Insurance Premium Tax hikes exposing public sector and charities to higher risk, Zurich Municipal finds

  • Rises in IPT from 6% to 12% since 2015 are putting a further strain on public sector finances as three quarters (75.8%) of public sector and charitable organisations feel impacted
  • Public and voluntary services forced to cancel or reduce insurance cover since IPT doubled from 6% to 12%
  • Public and third sector organisations face higher excesses and deductibles for their claims in order to cover insurance costs

Public sector organisations and charities in the UK are being exposed to more risk in order to afford the cost of protection as a result of Insurance Premium Tax (IPT) rises from 6% to 12% since 2015.

A new study* by Zurich Municipal, one of the largest insurers of the public sector, has revealed the shocking level of impact the rising IPT has had on public and voluntary services as nearly a quarter of respondents (24.9%) no longer cover, or reduced cover, on some risks since 2015.

Moreover, over a quarter (27%) of those surveyed said the IPT rise to 12% has forced them to increase excesses and deductibles in order to control their insurance premiums; retaining more risk and exposing themselves to higher overall costs in the event of claims.

With IPT doubling over the last three years, the survey found that nearly two in five (39%) public and third party organisations had to make tough decisions to cut budgets elsewhere in their organisation and nearly one in ten (9.4%) had to make job cuts in order to cover insurance costs.

To be able to protect their organisations, a further one in seven (16.2%) had to reduce some their services and more than one in ten (13.7%) decreased reserve levels.

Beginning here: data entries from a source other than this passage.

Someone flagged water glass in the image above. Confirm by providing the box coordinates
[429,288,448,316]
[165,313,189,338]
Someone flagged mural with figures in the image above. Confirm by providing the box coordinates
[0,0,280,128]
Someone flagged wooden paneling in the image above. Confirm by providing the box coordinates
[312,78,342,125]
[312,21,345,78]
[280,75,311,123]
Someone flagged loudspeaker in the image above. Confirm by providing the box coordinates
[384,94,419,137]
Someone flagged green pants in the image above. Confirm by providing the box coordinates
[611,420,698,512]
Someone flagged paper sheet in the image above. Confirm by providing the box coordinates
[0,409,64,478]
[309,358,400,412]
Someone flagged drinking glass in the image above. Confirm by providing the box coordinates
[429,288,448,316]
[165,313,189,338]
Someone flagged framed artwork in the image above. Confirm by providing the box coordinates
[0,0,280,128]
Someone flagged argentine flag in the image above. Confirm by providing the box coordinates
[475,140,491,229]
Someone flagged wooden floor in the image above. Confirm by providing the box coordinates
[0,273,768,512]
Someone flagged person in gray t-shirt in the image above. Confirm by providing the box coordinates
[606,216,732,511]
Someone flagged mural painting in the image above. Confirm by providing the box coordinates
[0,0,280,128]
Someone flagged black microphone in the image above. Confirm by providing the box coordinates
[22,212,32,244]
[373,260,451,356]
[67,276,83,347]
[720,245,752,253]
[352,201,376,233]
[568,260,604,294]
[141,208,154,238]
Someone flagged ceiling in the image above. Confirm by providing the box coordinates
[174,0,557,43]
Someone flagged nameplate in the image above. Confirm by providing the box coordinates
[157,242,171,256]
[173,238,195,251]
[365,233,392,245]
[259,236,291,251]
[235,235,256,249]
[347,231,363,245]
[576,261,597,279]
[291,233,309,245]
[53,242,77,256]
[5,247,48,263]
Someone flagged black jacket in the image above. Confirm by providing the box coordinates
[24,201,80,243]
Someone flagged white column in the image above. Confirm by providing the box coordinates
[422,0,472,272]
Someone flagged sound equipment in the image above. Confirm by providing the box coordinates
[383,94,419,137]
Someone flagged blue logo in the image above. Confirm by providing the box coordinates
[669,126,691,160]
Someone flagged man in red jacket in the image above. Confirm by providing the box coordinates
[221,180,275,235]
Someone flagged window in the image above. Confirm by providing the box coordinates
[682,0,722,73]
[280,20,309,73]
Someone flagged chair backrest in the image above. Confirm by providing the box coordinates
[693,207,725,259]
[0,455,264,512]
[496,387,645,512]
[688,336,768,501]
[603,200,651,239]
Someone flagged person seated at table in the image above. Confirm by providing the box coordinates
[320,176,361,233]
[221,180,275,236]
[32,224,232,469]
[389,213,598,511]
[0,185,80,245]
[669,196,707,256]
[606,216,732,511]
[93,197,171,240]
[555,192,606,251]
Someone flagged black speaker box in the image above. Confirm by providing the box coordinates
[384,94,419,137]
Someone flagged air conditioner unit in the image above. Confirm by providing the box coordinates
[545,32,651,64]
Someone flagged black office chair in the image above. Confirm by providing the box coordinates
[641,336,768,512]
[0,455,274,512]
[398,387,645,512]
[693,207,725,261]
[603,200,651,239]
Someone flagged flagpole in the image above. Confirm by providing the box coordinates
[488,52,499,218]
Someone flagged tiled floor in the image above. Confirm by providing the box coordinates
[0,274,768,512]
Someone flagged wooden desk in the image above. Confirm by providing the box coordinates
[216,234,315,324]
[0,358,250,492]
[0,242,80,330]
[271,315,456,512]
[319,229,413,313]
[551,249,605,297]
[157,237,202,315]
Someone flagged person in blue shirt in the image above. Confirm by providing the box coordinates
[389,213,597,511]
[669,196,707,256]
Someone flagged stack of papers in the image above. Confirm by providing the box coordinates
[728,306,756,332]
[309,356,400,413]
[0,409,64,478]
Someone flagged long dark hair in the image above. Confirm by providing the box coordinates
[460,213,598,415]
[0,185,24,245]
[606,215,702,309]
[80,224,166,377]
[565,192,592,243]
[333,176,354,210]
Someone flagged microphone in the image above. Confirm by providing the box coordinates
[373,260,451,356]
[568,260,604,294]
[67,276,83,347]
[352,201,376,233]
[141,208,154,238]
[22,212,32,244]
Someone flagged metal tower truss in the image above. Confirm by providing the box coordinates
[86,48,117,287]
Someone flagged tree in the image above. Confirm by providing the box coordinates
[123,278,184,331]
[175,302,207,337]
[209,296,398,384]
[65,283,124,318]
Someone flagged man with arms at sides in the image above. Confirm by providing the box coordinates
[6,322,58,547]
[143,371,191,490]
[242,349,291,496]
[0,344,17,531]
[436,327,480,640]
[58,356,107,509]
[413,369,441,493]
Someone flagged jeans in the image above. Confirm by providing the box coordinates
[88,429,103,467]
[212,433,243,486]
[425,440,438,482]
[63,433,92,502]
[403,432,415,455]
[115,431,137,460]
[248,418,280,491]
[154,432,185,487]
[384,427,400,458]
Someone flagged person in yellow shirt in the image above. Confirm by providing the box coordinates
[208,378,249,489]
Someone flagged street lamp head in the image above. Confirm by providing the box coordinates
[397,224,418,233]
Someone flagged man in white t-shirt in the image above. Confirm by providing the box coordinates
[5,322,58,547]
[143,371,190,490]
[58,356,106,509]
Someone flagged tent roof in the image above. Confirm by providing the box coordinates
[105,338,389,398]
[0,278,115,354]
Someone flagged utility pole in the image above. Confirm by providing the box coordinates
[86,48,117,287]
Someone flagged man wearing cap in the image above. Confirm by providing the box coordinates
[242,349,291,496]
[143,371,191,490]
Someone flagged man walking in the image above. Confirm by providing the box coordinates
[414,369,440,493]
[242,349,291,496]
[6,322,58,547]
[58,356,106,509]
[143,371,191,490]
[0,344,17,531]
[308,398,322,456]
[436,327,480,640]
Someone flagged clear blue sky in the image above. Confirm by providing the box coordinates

One in five (21%) have comparably less cover in place as a result of the IPT rises, which leaves them exposed to higher expenses from claims.

Andrew Jepp, Managing Director at Zurich Municipal, commented on the results of this study: “Public sector organisations and charities have been faced with a difficult financial landscape for a number of years and now they are struggling to maintain the level of service and the required level of insurance protection as a result of repeated rises in IPT since 2015. The increasing costs from insurance taxation is forcing the public and voluntary sectors to make very tough decisions to reduce or cancel cover and increase excesses and deductibles. This means they expose themselves to more risk which may leave them vulnerable to greater financial losses if the unfortunate happens.

“For this reason, at a time when public sector finances are increasingly stretched, we urge the government to freeze IPT in the coming Budget.”

* Based on 238 responses from a survey of public and voluntary sector organisations. Of those who responded, 42% were local authorities, 11% schools, 19% social housing, 5% further education, 10% higher education and 13% charities.